Functional analyses of mutations in transcription factors associated to chronic pancreatitis

慢性胰腺炎相关转录因子突变的功能分析

• 批准号: 468167296
• 负责人: Professor Dr. Heiko Witt
• 金额: --
• 依托单位: Arbeitsgruppe Pädiatrische Ernährungsmedizin
• 依托单位国家: 德国
• 项目类别: Research Grants
• 资助国家: 德国
• 项目状态: 未结题
• 来源: https://gepris.dfg.de/gepris/projekt/468167296?language=en
• 关键词: Functional; analyses; mutations; transcription; factors

Chronic pancreatitis (CP) is an inflammatory disease of the pancreas characterized by recurrent agonizing pain, irreversible morphological changes, and impairment of exocrine and endocrine pancreatic function. As a consequence, patients develop maldigestion, steatorrhea and diabetes mellitus. The most serious complication in patients with long-lasting CP, however, is the development of pancreatic cancer.So far, genetic defects in eleven genes or genetic loci, respectively, associated to CP have been identified. All known susceptibility genes to date account for only 50% of hereditability in our paediatric cohort. Thus, several further disease causing genes have to exist. To identify these genes, we performed whole exome sequencing (WES) in a German discovery cohort of 550 CP patients and in a European replication cohort of 600 CP patients.Besides known susceptibility genes, we found several potential CP risk genes, three of them represent (pancreatic) transcription factors. We hypothesize that variants identified by WES in the genes encoding RBPJL, HNF1A and NR5A2 impair protein-DNA binding capacity, protein-protein interaction of transcription factor complexes, nuclear localization or transcriptional activity, and thus finally endogenous target gene expression. In this project, we will characterize the functional effects of the mutations found in detail.Given the importance of all three transcription factors for pancreatic cell identity, integrity and regulation of numerous acinar cell specific genes, these mutations might have a huge impact on pancreas homeostasis. Besides contributing to in-depth uncovering genetic heritability of pancreatitis, our results may additionally guide further understanding of the precise pathological conditions of pancreatitis and even pancreatic cancer.

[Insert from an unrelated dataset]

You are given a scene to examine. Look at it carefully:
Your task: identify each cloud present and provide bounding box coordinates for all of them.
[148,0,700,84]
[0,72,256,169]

慢性胰腺炎（CP）是一种胰腺炎性疾病，其特征为反复发作的疼痛、不可逆的形态学改变以及胰腺外分泌和内分泌功能的损害。结果，患者出现消化不良、脂肪过多和糖尿病。然而，慢性胰腺炎患者最严重的并发症是胰腺癌的发生。迄今为止，已发现与慢性胰腺炎相关的11个基因或遗传位点的遗传缺陷。在我们的儿科队列中，迄今为止所有已知的易感基因仅占遗传性的50%。因此，必须存在几种进一步的致病基因。为了确定这些基因，我们在德国发现队列的550例CP患者和欧洲复制队列的600例CP患者中进行了全外显子组测序（WES），除了已知的易感基因外，我们还发现了几个潜在的CP风险基因，其中三个代表（胰腺）转录因子。我们推测，WES在编码RBPJL、HNF 1A和NR 5A 2的基因中鉴定的变体损害蛋白质-DNA结合能力、转录因子复合物的蛋白质-蛋白质相互作用、核定位或转录活性，从而最终损害内源性靶基因表达。在这个项目中，我们将详细描述发现的突变的功能效应。鉴于所有三个转录因子对胰腺细胞的身份，完整性和许多腺泡细胞特异性基因的调节的重要性，这些突变可能对胰腺稳态产生巨大影响。除了有助于深入揭示胰腺炎的遗传性外，我们的研究结果还可以指导进一步了解胰腺炎甚至胰腺癌的确切病理条件。